In other words, the Australians may have understood the fight in their province better, but they were still trapped inside a war whose foundations were cracking. That is the part no triumphant version of this story can ignore. The Australians proved something real, but they could not prove enough to save the whole project.
That is what makes this history so gripping and so bleak. The men at Long Tan and later across Phuoc Tuy did not simply prove bravery. Plenty of armies are brave. They proved professional judgment. They proved that in a counterinsurgency, small unit skill, local control, and disciplined patrolling could outperform brute force spectacle.
But war is merciless to partial truths. You can be tactically sound and still strategically trapped. You can be better at fighting the war in front of you and still lose the war above you. You can even force a powerful ally to quietly admit you were right about key parts of the battlefield and then still watch the entire enterprise collapse a few years later.
Maybe that is why this story still has power because it is not really about national pride. It is about the arrogance of scale, about what happens when a superpower believes that more firepower means more understanding. About how easy it is in coalition warfare for the smaller ally to be patronized right up until the moment the shooting starts.
And about how often the jungle punishes vanity first. Imagine the smell at Long Tan when the rain hit hot earth and cordite together. Imagine the sound of artillery walking closer and closer until the men under it had to trust mathematics more than instinct. Imagine the silence afterward. The kind of silence that follows survival when nobody feels victorious yet because they are still counting who is missing.
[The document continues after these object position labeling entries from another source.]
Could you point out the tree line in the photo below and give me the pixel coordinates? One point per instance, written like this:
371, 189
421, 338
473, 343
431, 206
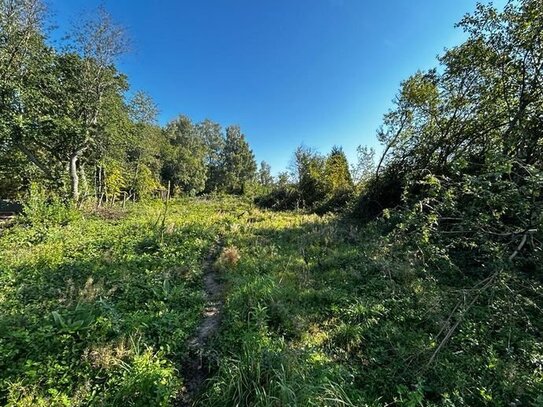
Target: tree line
462, 151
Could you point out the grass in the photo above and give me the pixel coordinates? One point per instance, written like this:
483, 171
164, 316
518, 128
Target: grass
317, 312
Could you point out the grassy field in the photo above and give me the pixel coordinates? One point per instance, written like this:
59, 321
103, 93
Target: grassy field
98, 310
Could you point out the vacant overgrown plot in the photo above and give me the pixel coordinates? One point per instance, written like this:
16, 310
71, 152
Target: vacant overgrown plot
155, 263
98, 310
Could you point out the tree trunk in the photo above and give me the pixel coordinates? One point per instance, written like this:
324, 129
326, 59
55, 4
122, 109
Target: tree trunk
74, 176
That silence is where the myth ends and the truth begins. The truth is that Australians in Vietnam were not magical bush warriors floating above the mistakes of the age. They were human. They got things wrong. They suffered. They carried fear, fatigue, and doubt like everyone else. But, they also carried a professional culture that, in crucial ways, saw the war more clearly than the dominant American model did.
And that is why the phrase matters. They’re not real soldiers. Whether spoken exactly like that or felt in quieter ways, the prejudice was real. Against the slouch hats, against the slow patrols, against men who did not worship firepower the same way, against an ally that looked too small to teach anything to the United States Army.
Vietnam taught otherwise. Long Tan taught otherwise. Phuoc Tuy taught otherwise. The final lesson is brutal. A general can be wrong not because he lacks courage and not even because he lacks intelligence, but because he asks the wrong question. Westmoreland’s war kept asking how many enemy had been killed.
The Australians, at their best, were asking who controlled the ground, who moved at night, who listened better, who could stay alive longer, and who understood that fear and loyalty were as decisive as bullets. That difference did not win the whole war, but it revealed the war for what it was. And sometimes, in military history, exposing the truth is its own kind of victory.